Thanks for the answer and link to the article - makes sense to me (I'm not a networking guy, just a security guy fed up with the network speed when I know how decent the back end equipment is).

There's only one switch (well a stack) between the client and the server I'm interpreting that to be that the server is filling the switch stack's buffer at 1Gbps, not knowing the client is connected to the switch at 10Mbps.

I'll pass this on to the 'networking' guys.

(11 Jan '15, 09:05) CarlitoGrey

Woah, 1Gbps down to 10MBbs? That's a nightmare - factor 100 slowdown, no wonder the buffers are exploding :-)

(11 Jan '15, 09:12) Jasper ♦♦

Actually the virtual hosts have four 1Gbps links teamed together. Am I right in thinking they can in theory transfer data at 4gbps? The clients have a Nortel IP phone between them and the switch, the phone only supports 10mbps :(.

I've enabled discarded packets on PRTG and I can see packets being dropped for the link I'm using.

Would the output buffer be shared between all ports on a switch (cisco 3750's in a stack)? If so would transferring a large amount of data between myself and the server also cause the switch to drop packets for other destinations in the output buffer?

(11 Jan '15, 10:01) CarlitoGrey

In theory, yes, up to 4GPs, but not for a single TCP connection - for that the maximum is one physical link.

Anyway, you should really come up with a plan to remove the 10MBps point of failure as soon as you can - I know this is often easier said when done, but 10MBps is too slow for current networks.

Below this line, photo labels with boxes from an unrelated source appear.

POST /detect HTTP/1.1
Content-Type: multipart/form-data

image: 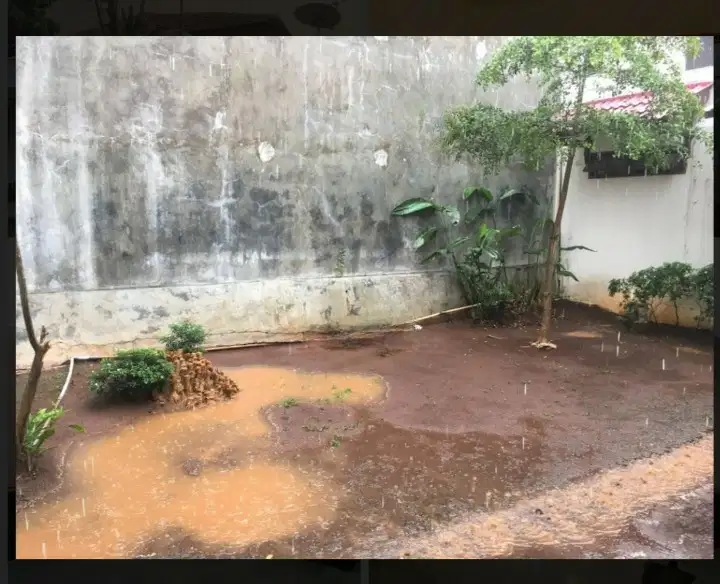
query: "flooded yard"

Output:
[17,305,713,558]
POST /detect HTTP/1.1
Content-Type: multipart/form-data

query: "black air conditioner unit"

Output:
[583,140,687,179]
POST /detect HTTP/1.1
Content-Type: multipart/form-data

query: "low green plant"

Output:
[332,387,352,402]
[160,320,207,353]
[90,349,174,399]
[690,264,715,326]
[608,262,714,325]
[280,397,300,408]
[23,407,85,472]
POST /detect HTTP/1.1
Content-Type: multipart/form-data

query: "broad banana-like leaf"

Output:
[413,227,438,249]
[560,245,597,252]
[448,237,470,250]
[420,249,447,264]
[442,205,460,225]
[463,187,492,203]
[500,225,522,237]
[498,189,540,205]
[390,197,438,216]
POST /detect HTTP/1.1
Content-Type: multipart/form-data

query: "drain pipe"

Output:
[55,357,98,407]
[46,324,434,407]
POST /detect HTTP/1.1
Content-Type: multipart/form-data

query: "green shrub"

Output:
[90,349,174,399]
[23,407,85,471]
[608,262,715,325]
[160,320,206,353]
[690,264,715,326]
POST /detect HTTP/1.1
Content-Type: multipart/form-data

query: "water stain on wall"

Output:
[17,368,385,559]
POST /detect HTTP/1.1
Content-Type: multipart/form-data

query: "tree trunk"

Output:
[535,148,575,348]
[15,238,50,456]
[95,0,107,35]
[533,64,587,349]
[15,342,50,456]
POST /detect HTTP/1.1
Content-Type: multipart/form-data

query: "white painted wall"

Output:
[562,44,714,326]
[562,127,713,309]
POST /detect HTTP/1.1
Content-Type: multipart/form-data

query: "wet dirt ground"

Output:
[18,305,713,558]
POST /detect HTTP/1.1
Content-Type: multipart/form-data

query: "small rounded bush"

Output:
[90,349,174,399]
[160,320,206,353]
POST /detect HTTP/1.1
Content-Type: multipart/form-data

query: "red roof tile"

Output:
[585,81,713,114]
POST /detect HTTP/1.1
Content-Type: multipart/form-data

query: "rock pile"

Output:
[157,351,240,409]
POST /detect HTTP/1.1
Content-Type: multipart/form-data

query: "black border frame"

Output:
[5,0,720,584]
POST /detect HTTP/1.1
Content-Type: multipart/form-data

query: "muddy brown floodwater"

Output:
[17,304,713,558]
[17,368,385,558]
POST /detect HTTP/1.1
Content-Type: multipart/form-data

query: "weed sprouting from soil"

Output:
[280,397,300,409]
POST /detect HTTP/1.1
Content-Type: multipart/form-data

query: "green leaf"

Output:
[413,227,438,249]
[498,189,540,205]
[420,248,447,264]
[465,207,497,225]
[448,237,470,251]
[391,197,438,216]
[560,245,597,252]
[442,205,460,225]
[463,187,493,203]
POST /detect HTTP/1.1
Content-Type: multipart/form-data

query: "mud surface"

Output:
[18,305,713,558]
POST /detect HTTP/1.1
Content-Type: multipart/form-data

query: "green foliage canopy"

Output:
[440,36,712,173]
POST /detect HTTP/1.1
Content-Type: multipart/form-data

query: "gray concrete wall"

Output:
[16,37,551,365]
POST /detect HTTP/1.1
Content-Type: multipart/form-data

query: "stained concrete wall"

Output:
[16,37,552,365]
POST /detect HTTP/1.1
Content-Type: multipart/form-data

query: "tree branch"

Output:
[15,238,40,353]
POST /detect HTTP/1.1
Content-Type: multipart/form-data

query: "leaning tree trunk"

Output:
[533,71,587,349]
[533,148,575,349]
[15,238,50,457]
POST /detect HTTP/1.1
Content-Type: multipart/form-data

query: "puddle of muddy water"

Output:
[393,436,713,558]
[17,368,385,558]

The buffer architecture depends on the switch model - some have a "big" common buffer for all ports, others have small dedicated buffers per port. AFAIK Cisco has 100KByte buffers per port, so you'll overrun them with your kind of problem almost instantaneously.

It may still affect other ports as well, which is kinda hard to say - I'm not sure how the switch deals with that kind of overload precisely.